Shell says its LNG plans ensure a resilient investment strategy, but some shareholders are not convinced, writes Jon Mainwaring
Investors in Europe's oil majors are still not convinced that the firms' updated strategies — particularly their upstream growth plans — are fit for the energy transition, even if the pace of that transition looks set to slow. Societal sentiment has shifted in recent years to prioritise energy security concerns, but questions remain about the robustness of oil and gas investments and the risk of ending up holding stranded assets in a world in which fossil fuel use declines rapidly.
The 2025 season of oil major annual shareholder meetings resumed this week at London's Heathrow airport — selected by Shell as a venue because of its restrictions on the types of environmental protest allowed there. Despite this provision, Shell still faced a grilling from representatives of organisations as diverse as Christian Climate Action and the Union of Concerned Scientists.
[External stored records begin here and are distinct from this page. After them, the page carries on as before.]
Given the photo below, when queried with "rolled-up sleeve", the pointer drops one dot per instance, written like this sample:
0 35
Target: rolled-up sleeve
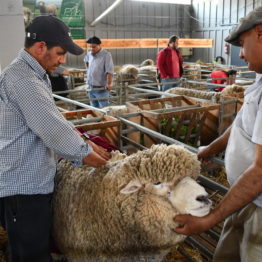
109 66
45 121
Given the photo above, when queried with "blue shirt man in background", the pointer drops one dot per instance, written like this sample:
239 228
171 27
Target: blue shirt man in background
100 69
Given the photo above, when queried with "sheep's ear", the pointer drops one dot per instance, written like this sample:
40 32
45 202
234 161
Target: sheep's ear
131 187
The main focus this year was on Shell's LNG strategy and the thinking behind the LNG outlook report it used to inform its strategy. Ahead of the meeting, think-tank Carbon Tracker compiled a set of questions for shareholders to ask Shell about its LNG plans. It pointed out that Shell's strategy centres heavily on LNG, with an aim to grow LNG sales by 4-5pc/yr through to 2030 and the intention of still being a leading integrated gas and LNG business into the 2040s. This will expose investors to "a significant risk of lower returns, given existing and under-construction LNG capacity meets global demand to 2040 under all [International Energy Agency] transition scenarios", Carbon Tracker says.
Carbon Tracker queried how Shell's LNG growth plans fit with its commitment to become a net zero company by 2050. Given the risk that carbon capture and storage will fail to become commercially and technologically viable at scale, Shell's plans are incompatible with a scenario that sees global temperatures rise by 2.4°C above pre-industrial levels, let alone a 1.5°C warming scenario, it says.
Faced with these questions and a resolution put forward by investor advocacy group the Australasian Centre for Corporate Responsibility (ACCR) seeking more detail about its LNG plans, Shell's board members pointed out that the company uses a variety of scenarios and projections beyond those provided by the IEA.
"We see a phase of continuing growth, particularly in the use of gas and especially in LNG, that we think is appropriate to invest in," Shell chairman Andrew Mackenzie said. Shell's LNG outlook projects 60pc growth in global demand for LNG by 2040, driven largely by economic growth in Asia, emissions reductions in heavy industry and transport, and higher gas demand for power generation because of the expected boom in artificial intelligence data centres.
All in moderation
About 46pc of the projects expected to be sanctioned by Shell are incompatible with a moderate transition in which the world warms by 1.7°C, if business carries on as usual, Carbon Tracker says. This is slightly worse than the think-tank's projections for BP and TotalEnergies. But chief executive Wael Sawan insists that "this is a very resilient investment strategy", because most of the net present value in Shell's projects will be realised before 2040.
ACCR's resolution asking for further details about the LNG strategy failed to be approved at the meeting, but more than a fifth of shareholder votes supported it — a similar proportion to votes cast in favour of climate-connected resolutions at Shell meetings earlier this decade. So while this group of concerned shareholders is not growing, it is also not going away, suggesting Shell needs to improve the communication of its investment case. Shell's board appears to have acknowledged this and has promised to provide more detail about how its LNG business reconciles with its broader strategy and climate commitments within six months.